Werden Olympische Spiele eines Tages wieder ein unbeschwertes Fest sein können oder ist diese Vorstellung zu romantisch?
Es sollte unser Ziel sein, und es ist sicherlich auch der Wunsch der Sportlerinnen und Sportler. Ich befürchte aber, dass die Olympischen Spiele im Weltgeschehen auch zukünftig eine so große Bedeutung haben, dass sie niemals unbeschwert sein können, weil es immer von außen Themenlagen geben wird – und auch gab –, die das beeinflussen. Ich hoffe, dass sich die Themen Nachhaltigkeit und Klimawandel, die die junge Generation so sehr bewegen, bei den Spielen in Paris 2024, Cortina d‘Ampezzo 2026 und Los Angeles 2028 niederschlagen.

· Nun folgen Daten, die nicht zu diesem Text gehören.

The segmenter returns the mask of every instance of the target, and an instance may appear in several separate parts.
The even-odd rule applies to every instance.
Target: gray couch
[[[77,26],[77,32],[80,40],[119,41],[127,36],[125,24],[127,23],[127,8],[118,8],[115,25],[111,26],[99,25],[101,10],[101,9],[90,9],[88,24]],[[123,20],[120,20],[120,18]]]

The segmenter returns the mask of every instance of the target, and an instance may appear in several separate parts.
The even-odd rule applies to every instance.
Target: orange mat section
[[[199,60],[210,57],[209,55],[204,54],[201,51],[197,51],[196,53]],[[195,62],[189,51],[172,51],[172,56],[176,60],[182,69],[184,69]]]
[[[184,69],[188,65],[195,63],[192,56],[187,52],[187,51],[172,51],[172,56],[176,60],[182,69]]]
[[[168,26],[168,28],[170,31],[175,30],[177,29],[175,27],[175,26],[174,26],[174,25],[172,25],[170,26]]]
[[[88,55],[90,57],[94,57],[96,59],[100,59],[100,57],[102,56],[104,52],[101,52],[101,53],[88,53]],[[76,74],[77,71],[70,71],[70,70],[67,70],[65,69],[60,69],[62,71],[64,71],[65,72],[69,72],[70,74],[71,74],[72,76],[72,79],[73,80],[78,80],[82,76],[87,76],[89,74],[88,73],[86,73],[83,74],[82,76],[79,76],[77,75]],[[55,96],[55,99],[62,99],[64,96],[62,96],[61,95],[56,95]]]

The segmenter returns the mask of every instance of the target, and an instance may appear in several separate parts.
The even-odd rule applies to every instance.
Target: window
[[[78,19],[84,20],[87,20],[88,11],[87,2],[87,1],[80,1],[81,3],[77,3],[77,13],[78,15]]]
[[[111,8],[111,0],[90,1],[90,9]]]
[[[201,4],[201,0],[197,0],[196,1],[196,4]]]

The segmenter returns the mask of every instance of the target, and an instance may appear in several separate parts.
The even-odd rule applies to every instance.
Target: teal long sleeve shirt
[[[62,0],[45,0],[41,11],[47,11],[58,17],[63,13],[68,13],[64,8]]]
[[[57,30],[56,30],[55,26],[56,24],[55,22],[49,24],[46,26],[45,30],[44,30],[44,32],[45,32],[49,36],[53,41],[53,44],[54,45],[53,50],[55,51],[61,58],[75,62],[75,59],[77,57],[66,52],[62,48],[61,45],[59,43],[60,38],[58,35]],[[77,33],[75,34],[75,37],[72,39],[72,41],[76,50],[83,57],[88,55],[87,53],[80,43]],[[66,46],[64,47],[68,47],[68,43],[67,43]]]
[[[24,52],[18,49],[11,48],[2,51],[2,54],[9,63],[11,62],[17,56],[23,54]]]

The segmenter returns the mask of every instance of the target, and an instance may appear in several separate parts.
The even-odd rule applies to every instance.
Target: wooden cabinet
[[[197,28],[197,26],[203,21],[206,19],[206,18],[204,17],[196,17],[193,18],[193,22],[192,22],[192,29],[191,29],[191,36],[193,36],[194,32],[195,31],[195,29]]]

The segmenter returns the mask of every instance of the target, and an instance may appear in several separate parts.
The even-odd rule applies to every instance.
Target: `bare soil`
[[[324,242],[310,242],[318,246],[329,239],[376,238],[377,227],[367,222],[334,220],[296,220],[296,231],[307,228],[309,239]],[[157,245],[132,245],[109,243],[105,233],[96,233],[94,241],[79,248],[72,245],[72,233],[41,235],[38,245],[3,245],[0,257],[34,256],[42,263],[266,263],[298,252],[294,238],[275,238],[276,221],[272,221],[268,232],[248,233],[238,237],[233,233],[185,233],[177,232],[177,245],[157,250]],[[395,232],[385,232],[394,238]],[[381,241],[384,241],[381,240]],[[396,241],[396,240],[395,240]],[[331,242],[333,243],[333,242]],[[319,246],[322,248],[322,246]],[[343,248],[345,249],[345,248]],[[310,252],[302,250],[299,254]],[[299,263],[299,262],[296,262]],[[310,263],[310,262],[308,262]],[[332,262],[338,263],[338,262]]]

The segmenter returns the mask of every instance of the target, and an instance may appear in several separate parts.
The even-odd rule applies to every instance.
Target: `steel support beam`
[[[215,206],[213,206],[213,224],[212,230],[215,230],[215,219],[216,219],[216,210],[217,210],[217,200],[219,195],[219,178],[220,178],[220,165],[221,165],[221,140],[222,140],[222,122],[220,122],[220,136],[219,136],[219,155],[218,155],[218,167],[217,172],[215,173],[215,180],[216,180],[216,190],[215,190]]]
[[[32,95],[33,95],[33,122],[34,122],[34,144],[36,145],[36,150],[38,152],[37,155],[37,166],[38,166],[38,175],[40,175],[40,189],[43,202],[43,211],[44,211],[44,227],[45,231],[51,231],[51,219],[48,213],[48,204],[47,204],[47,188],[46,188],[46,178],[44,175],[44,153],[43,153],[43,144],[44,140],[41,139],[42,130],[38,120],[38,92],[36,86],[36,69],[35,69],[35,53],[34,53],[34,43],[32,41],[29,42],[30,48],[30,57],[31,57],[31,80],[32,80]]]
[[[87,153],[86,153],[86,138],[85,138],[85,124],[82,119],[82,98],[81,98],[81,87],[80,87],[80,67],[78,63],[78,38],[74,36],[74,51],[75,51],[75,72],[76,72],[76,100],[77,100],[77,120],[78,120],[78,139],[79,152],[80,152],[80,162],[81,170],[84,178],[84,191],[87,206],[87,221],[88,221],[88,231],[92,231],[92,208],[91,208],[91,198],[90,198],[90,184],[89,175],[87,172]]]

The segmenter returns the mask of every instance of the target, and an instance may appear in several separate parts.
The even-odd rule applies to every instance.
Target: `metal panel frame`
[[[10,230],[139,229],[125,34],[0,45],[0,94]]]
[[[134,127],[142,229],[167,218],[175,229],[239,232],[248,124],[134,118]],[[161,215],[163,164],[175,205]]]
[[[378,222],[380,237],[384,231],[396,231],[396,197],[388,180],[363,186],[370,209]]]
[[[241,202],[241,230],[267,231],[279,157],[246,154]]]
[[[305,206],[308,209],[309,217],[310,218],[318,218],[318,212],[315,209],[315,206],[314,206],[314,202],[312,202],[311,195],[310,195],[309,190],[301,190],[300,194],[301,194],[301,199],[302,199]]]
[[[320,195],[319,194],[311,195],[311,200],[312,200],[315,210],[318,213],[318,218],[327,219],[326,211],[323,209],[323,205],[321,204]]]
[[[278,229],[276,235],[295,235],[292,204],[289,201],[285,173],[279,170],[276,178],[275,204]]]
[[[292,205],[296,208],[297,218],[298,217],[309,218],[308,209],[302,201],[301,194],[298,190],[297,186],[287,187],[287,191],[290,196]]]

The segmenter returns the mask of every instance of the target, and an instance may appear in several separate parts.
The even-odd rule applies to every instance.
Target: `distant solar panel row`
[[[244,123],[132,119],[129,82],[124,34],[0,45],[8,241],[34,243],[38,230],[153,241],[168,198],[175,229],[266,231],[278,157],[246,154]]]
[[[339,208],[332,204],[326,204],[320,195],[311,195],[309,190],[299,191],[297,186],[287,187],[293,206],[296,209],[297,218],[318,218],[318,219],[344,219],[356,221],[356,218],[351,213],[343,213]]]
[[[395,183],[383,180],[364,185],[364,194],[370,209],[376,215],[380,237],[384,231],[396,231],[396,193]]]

Olympische und Paralympische Spiele sind eine große Chance für die junge Generation, sich nationenübergreifend kennenzulernen und zu verständigen. Bei den Youth Olympics, den Jugendspielen, ist dieser Geist noch viel stärker vorhanden.
Das Gespräch führte Jörg Niemeyer. Das Interview ist am 13. März 2022 im Weser-Kurier erschienen.